Major changes - database
------------------------

[Feature 20250207] When mysql: or pgsql: configuration specifies
a single host, assume that it is a load balancer and reconnect
immediately after a single failure, instead of failing all requests
for 60s.

[Feature 20250114] first/next iterator support for cdb: tables, and
other cdb: table code cleanups by Michael Tokarev.

[Feature 20241024] In a pgsql: client configuration, the setting
"dbname" is required, but ignored when the setting "hosts" contains
an URI with a database name.

[Feature 20241025] The Postfix pgsql: client configuration now
allows any well-formed URI prefix as a pgsql: client connection
target (the PostgreSQL URI parser decides what is allowed). The
dbname setting is now optional if the hosts setting specifies only
URIs.

Major changes - internal protocol
---------------------------------

[Incompat 20250116] Postfix needs "postfix reload" after upgrade,
because of a change in the delivery agent protocol.

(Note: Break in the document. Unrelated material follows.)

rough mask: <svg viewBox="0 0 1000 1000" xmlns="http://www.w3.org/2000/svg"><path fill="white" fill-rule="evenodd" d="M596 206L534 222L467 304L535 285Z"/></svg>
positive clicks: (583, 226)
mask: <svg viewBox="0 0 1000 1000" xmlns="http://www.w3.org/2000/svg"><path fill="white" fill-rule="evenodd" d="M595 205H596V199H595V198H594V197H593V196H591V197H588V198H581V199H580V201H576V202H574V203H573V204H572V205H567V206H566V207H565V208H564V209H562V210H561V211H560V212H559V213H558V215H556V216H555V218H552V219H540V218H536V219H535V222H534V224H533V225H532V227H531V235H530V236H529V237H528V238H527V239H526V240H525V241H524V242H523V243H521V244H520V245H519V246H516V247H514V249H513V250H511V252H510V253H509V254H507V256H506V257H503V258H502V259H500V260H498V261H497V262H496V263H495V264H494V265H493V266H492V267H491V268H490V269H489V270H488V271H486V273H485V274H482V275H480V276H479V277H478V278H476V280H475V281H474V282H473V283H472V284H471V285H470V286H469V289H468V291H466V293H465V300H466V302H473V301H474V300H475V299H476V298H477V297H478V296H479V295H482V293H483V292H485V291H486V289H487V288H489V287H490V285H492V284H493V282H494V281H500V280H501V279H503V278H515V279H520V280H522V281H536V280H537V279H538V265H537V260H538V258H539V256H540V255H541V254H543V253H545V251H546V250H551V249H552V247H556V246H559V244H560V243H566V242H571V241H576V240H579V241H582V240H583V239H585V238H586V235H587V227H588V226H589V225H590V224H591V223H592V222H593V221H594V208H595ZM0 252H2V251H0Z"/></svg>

If this step
is skipped, Postfix delivery agents will log a warning:

    unexpected attribute smtputf8 from xxx socket (expecting: sendopts)

where xxx is the delivery agent service name.

Major changes - milter
----------------------

[Incompat 20250106] The logging of the Milter 'quarantine' action
has changed.  Instead of logging "milter triggers HOLD action", it
logs the reason given by a Milter application, or "default_action"
if a Milter application was unavailable and the milter_default_action
parameter or per-Milter "default_action" property specifies
"quarantine".

[Feature 20250106] The Postfix Milter implementation now logs the
reason for a 'quarantine' action, instead of "milter triggers HOLD
action".

- If the quarantine action was requested by a Milter application,
  Postfix will log the reason given by the application.

- If the quarantine action was requested with the "milter_default_action"
  parameter setting or with a per-Milter "default_action" property,
  Postfix will log "default_action".

Major changes - logging
-----------------------

[Feature 20250106] The Postfix Milter implementation now logs the
reason for a 'quarantine' action, instead of "milter triggers HOLD
action".

- If the quarantine action was requested by a Milter application,
  Postfix will log the reason given by the application.

- If the quarantine action was requested with the "milter_default_action"
  parameter setting or with a per-Milter "default_action" property,
  Postfix will log "default_action".

[Incompat 20250105] The SMTP server now logs the queue ID (or
"NOQUEUE") when a connection ends abnormally (timeout, lost connection,
or too many errors).

[Feature 20250105] The SMTP server now logs the queue ID (or
"NOQUEUE") when a connection ends abnormally (timeout, lost connection,
or too many errors).

[Incompat 20241104] The cleanup server now logs "queueid: canceled"
when a message transaction is started but not completed.

[Feature 20241104] The cleanup server now logs "queueid: canceled"
when a message transaction is started but not completed. This
provides a clear signal to logfile collation tools.

[Incompat 20241031] the Dovecot SASL client logging for "Invalid
authentication mechanism" now includes the name of that mechanism.

[Incompat 20241023] Postfix SMTP server 'reject' logging now shows
the sasl_method, sasl_username, and sasl_sender if available.